By Rachel Giese and Caroline Alphonso | Published May 31 2013 by The Globe & Mail
Others remain unconvinced. Large-scale tests “are asked to assess too many things,” argues Daniel Laitsch, an associate professor of education at Simon Fraser University. He feels that, no matter what the stated purpose, they are meant to measure, along with student achievement, that of teachers, schools, curriculum and entire jurisdictions as well, which stretches their validity in appraising any of them.
In fact, Prof. Laitsch calls testing students “an atrocious way to evaluate teacher effectiveness, without any research to support the theory.”
Toronto resident Maxeen Paabo agrees and has decided that her son will not participate in this year’s Grade 3 tests. She researched the issue, and reached her conclusion even before the school year began.
“I think the way it is now and the way it’s being used politically is wrong, and it’s a misuse of resources,” she says.
“What the ministry [of education] said is that it is used on a student level, on a class level and on a school level to make improvements.
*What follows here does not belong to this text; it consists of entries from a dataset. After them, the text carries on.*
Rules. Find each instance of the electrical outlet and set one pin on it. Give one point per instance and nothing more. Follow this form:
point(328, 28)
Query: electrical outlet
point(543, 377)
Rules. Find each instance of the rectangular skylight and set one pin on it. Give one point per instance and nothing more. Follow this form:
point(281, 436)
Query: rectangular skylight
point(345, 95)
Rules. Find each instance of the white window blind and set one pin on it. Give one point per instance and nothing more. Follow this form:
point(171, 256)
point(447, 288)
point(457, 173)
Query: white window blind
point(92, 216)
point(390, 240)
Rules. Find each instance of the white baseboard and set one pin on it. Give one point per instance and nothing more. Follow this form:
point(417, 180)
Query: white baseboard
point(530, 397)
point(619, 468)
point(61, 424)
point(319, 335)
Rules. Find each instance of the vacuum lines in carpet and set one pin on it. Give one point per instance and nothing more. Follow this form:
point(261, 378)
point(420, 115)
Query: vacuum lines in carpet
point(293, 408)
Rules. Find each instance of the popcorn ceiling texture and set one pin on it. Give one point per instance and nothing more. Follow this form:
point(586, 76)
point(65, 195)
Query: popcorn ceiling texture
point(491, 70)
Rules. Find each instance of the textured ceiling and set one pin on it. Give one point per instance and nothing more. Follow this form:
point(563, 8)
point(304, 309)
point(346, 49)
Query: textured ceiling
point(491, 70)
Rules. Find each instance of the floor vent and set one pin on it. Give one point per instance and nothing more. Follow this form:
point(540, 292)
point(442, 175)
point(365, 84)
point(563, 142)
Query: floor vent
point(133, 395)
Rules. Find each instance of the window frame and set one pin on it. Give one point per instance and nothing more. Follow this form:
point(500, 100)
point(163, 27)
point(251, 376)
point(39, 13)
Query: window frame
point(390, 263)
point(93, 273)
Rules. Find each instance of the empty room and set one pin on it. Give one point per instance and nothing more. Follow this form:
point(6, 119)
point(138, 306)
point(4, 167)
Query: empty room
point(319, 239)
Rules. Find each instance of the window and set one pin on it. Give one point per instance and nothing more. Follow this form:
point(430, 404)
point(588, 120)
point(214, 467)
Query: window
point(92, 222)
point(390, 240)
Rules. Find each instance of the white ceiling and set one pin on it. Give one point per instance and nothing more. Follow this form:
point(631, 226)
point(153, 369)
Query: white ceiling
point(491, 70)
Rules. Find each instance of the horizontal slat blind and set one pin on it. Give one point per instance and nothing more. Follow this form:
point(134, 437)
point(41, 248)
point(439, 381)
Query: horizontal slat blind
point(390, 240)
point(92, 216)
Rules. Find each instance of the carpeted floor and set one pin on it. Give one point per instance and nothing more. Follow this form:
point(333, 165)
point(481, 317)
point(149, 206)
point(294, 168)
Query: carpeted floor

But my understanding on the ground is that that isn’t really happening, that teachers’ regular classroom assessments are doing all that work.”
And does it really keep the system on track? In fact, the correlation between standardized testing and achievement appears to be fuzzy. With myriad factors affecting the education system – among them demographic and economic changes, fluctuation in education budgets, shifts in curriculum – it’s impossible to say unequivocally that where scores have gone up, it’s in any way because of standardized tests.